2023-06-01
Attending: Ward Fisher (WF), Sanket Verma (SV), Jeremy Maitin-Shepard (JMS), Ryan Abernathey (RA), Norman Rzepka(NR), Josh Moore (JM)
TL;DR:
The meeting discussed ongoing work on ZEP 4, focusing on conventions for diverse domains like bio-imaging, geospatial, and genomics. There were considerations about whether these conventions should be general or domain-specific and how to handle legacy data.
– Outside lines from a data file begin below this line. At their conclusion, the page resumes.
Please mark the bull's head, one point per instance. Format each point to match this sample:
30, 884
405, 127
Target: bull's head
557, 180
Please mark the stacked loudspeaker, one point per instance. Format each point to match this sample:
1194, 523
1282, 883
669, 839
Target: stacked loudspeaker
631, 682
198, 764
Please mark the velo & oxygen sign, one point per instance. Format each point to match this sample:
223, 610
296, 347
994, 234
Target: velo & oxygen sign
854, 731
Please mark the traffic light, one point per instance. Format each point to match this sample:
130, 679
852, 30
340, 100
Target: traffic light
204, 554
Additionally, discussions covered topics such as the organization of conventions on the website, the separation of codecs, challenges in introducing transformations to the codec pipeline, and the exploration of fallback data types, emphasizing the need for broader community discussions on certain aspects.
Updates:
Meeting Minutes:
- SV: ZEP 4 → https://github.com/zarr-developers/zeps/pull/28
- RA: Still working on it
- SV: How can we help?
- RA: Need to decide if it’s going to be a general convention (for bio-imaging, geospatial, genomics etc.), or a convention of Geospatial domain all
- RA: Also need to decide if the dataset are conforming to a convention or not - lot of legacy data out there which doesn’t conform to it
- RA: https://cfconventions.org/Data/cf-conventions/cf-conventions-1.10/cf-conventions.html
- WF: Convention doesn’t need to be broad, cf convention are based on NetCDF model - but there’s nothing in the NetCDF library or code that mentions the cf conventions!
- RA: The existing conventions are broad, and it’s difficult to place cf in a specific place
- WF: Agree with you
- RA: Define what’s the process to put a new convention for the community
- JMS: You have group level attribute and array level attribute?
- RA: Mostly yes!
- WF: There
- RA: Getting all convention on the website would be a good way for cross domain and community collaboration - conventions can be composable - conventions could not be universal
- WF: Conventions move slowly - take time to adopt to new things - took a good amount of time to solve SST (Sea Surface Temperature)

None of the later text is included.